11/29/05: Great Lakes Compact Needs Change To Close Big Loophole On Bottled Water - Hiroshi and Arlene Kanno

Great Lakes Compact Needs Change To Close Big Loophole On Bottled Water


The Capital Times :: EDITORIAL :: 7A
Tuesday, November 29, 2005
Hiroshi and Arlene Kanno Wisconsin Dells

Dear Editor: As Gov. Jim Doyle considers the historic Great Lakes Compact, there is one glaring provision that we ask he reject and amend.

The compact permits the exporting of bottled water out of the Great Lakes watershed in containers less than 5.7 gallons. Water shipped in containers greater than 5.7 gallons would be considered a diversion.

We have yet to see people carrying around a 5.7 gallon container of bottled water. This should be amended so that any bottled water shipped out of the Great Lakes watershed would be considered a diversion.
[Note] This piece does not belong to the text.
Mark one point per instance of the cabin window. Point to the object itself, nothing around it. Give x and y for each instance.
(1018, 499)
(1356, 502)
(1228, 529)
In our rural community, Nestle proposed to take 720,000 gallons of spring water a day, over 26 million gallons in a year, and ship it out in small containers. The millions of dollars of income from this extraction would enrich Nestle but do little for the people of Wisconsin. There is no tax on extracting and shipping our spring waters.

Had they been successful, our ecosystem would have suffered irreparable damage. The traffic and pollution from their bottling plant would have transformed our rural community. We won our fight against Nestle, or so we thought, but we should have known better.

Lobbyists for Nestle, Coke and Pepsi have successfully inserted the 5.7 gallon provision to protect their multimillion-dollar enterprise. If the governor allows this provision to remain unchanged in the compact, spring waters throughout the watershed would be fair game.

We look to Gov. Doyle to protect our springs and watershed and not let a handful of profiteers destroy even one spring in our state, because they will never be satisfied with only one spring.

Please amend this provision and protect our state's most precious natural resource.